The Weinert is a smooth operator. Somewhat shaggier, but still reminiscent of malbec in its more youthful temperament, is the ’97 Don Miguel Gascon, which at $9 is so much more interesting than most other reds you’d drop that kind of money on that it makes sense to stock up on it. The third malbec I sampled was the ’95 Valentin Bianchi ($14), and while it reminded me a lot of the Weinert—peppery, oaky, a lot of fruit—the tannins were a little too much for my tastes. In Argentina, Mendoza is the brag-about-it appellation, situated near the middle of the country and shielded from the Pacific by Chile and the Andes. Both Weinert and Gascon have Mendoza on their labels, but Bianchi comes from “San Rafael,” which isn’t a region separate
from Mendoza, but a micro-region within, farther to the south and slightly more inland. This might explain why, at $14, I thought the Weinert was the superior buy. Still, it’s not that big a deal. The differences are slight.
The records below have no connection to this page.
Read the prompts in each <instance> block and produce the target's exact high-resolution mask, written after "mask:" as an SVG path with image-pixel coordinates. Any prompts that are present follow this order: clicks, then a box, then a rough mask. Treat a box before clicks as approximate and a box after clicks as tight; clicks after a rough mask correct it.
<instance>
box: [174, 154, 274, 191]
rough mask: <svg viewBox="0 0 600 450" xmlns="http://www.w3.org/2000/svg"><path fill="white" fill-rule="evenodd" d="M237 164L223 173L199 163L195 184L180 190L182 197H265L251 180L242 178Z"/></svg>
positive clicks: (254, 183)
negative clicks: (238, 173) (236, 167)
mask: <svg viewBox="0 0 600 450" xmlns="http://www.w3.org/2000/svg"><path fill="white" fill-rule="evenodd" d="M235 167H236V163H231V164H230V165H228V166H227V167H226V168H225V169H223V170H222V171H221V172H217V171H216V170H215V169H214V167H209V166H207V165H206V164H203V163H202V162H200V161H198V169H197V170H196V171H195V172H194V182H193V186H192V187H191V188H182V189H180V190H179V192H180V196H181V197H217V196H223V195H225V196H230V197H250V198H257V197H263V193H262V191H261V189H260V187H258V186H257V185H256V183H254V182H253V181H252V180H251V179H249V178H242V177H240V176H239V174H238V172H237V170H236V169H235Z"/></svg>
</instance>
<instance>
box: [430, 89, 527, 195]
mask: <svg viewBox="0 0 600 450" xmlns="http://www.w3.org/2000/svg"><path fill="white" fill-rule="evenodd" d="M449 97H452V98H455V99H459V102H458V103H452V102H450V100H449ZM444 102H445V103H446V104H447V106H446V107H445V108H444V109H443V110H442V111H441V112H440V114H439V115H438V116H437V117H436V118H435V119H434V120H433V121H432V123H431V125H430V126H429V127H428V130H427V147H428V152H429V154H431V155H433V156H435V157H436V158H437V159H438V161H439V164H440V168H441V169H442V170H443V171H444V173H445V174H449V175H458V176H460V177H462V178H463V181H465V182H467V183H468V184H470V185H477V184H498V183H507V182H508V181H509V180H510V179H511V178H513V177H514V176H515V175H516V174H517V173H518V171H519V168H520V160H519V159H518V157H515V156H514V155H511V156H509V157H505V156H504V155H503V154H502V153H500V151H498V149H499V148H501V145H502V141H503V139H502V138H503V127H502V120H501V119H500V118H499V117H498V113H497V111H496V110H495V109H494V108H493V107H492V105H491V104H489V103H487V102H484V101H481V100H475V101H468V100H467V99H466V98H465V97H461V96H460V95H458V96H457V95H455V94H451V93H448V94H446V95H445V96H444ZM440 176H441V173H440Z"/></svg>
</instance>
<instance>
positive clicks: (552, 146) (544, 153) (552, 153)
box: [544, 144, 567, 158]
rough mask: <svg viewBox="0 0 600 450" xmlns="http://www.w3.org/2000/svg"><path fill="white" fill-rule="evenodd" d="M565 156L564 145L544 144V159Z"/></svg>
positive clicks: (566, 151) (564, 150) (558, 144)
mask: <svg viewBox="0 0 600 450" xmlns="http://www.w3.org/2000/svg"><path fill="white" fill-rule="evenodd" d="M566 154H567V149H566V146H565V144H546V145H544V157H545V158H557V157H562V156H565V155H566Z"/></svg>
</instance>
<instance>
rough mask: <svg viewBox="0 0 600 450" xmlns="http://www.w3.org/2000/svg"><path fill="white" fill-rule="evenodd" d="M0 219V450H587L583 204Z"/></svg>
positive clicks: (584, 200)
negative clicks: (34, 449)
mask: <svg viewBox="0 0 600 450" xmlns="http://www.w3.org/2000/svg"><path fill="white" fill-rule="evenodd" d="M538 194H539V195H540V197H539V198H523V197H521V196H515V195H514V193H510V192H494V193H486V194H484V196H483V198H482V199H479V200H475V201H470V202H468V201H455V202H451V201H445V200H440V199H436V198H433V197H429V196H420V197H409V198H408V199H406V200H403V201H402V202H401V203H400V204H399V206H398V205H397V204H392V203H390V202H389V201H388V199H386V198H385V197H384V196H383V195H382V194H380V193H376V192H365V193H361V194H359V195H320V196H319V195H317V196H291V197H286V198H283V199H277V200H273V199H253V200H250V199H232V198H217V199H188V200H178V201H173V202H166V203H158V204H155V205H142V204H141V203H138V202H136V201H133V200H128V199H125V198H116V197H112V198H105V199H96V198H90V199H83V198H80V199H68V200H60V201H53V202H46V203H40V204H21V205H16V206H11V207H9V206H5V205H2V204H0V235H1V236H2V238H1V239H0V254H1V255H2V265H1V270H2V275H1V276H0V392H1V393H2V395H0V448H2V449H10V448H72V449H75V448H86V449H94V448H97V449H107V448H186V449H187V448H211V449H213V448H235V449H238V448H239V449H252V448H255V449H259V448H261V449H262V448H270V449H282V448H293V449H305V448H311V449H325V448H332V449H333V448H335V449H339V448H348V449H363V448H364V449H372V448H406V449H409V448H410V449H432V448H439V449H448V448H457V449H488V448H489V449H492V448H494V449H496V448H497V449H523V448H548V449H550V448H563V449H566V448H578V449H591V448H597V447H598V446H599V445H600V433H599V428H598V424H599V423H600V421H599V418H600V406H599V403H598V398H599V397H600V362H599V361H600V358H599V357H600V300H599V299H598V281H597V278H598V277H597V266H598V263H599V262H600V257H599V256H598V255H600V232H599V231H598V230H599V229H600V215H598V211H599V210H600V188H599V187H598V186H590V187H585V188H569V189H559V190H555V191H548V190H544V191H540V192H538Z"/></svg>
If it’s 65 degrees at night and feet are up on the back porch and you’re watching the dogs gambol on the grass—or even if you’re standing in front of an open window just off Flatbush Ave. in Brooklyn, the final dregs of another blissful redneck spring filtering through the filthy mesh while the local dons of urban signification thump down the block and the weeds sway in the breeze—then it’s a good time to drink malbec. If you’re feeling brave, make sausage risotto to eat with it. Drink an out-of-season red wine that was crafted at the bottom of the world, because when the population up here wilts in the haze, down in Patagonia they shiver. A meaningful difference, if you ask me; an adequate temptation to be not bicoastal, but trans-hemispheric, shuttling across the equator in search of an endless spring. Costly, sure, but in Argentina, they bottle the experience, and sell it.